Проворову было нехорошо, тоска сидела в душе его. Было понятно, почему он пришёл сюда: вылететь из института сейчас, когда осталось всего-то ничто, какие-то полтора года, вылететь сейчас было глупо. Всё равно диплом получать надо, хотя… зачем он ему? Он занят таким интересным ему делом… Нет, это и не дело вовсе. Это — жизнь, это — множество жизней, которые существуют в нём разом, и которые он переживает и проживает, которыми он живёт. И, если их остановить, прервать на время: на экзамены, зачёты, — мир станет тусклым сразу. Пустым. Мир потеряет смысл, потому что те жизни умрут… Мир станет похож на список вещей и предметов, против которых надо будет проходя мимо ставить галочки, отмечаясь. И это будет жизнь? Его жизнь?
И всё же он пришёл на факультет.
— А Светлана Михайловна?.. — начал он, но Валера оборвал его.

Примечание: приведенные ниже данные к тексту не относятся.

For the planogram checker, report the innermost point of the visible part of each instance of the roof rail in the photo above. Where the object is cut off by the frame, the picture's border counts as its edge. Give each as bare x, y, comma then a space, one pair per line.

— А Светланы Михайловны нету!.. — широко и картинно развел руками Валера. — Она теперь всё время на больничном. Выйдет на денёк и опять — на больничный. Так что я здесь теперь! Я!
— Болеет, что ли, что с ней?
Валера посмотрел странно, будто проверял: «Ты что, придуриваешься тут или точно не знаешь?»
— Иди, иди. Нечего дурачка из себя корчить.
Поведение Валеры было непонятно. И ответы его были непонятны. И разговаривать с ним было не о чем, так как он никогда ничего не решал, потому что решать ничего не хотел. Он был замдекана, и выполнял только чисто технические свои обязанности. Не более.
— Мне надо встретиться бы. С ней.
— Ты что, Проворов, ты что, не понимаешь, что встречаться теперь она ни с кем уже не захочет.
— Почему?
И тут лицо Валерия Семёновича изменилось. Будто маску с него сняли, в которой обозначена была его каверза, его вечный подтекст. Перед Петром сидел озадаченный и, кроме того, уставший совершенно человек, у которого масса вопросов, на которые ему кто же ответит? Дураков нет. Отвечать на вопросы дураков нет. Да и задавать те вопросы дураков нет. Вот и приходиться здесь сидеть и ехидные рожи корчить: «Ату, тебя, ату»…
— Ты что, так загулял, что мимо тебя всё проскочило? — Что?
— Ты дружка своего давно видел?
— Которого?
— Где ты был? Проворов!.. Девочка, любовь, что ещё?.. Боже! Где тот Урюпинск?..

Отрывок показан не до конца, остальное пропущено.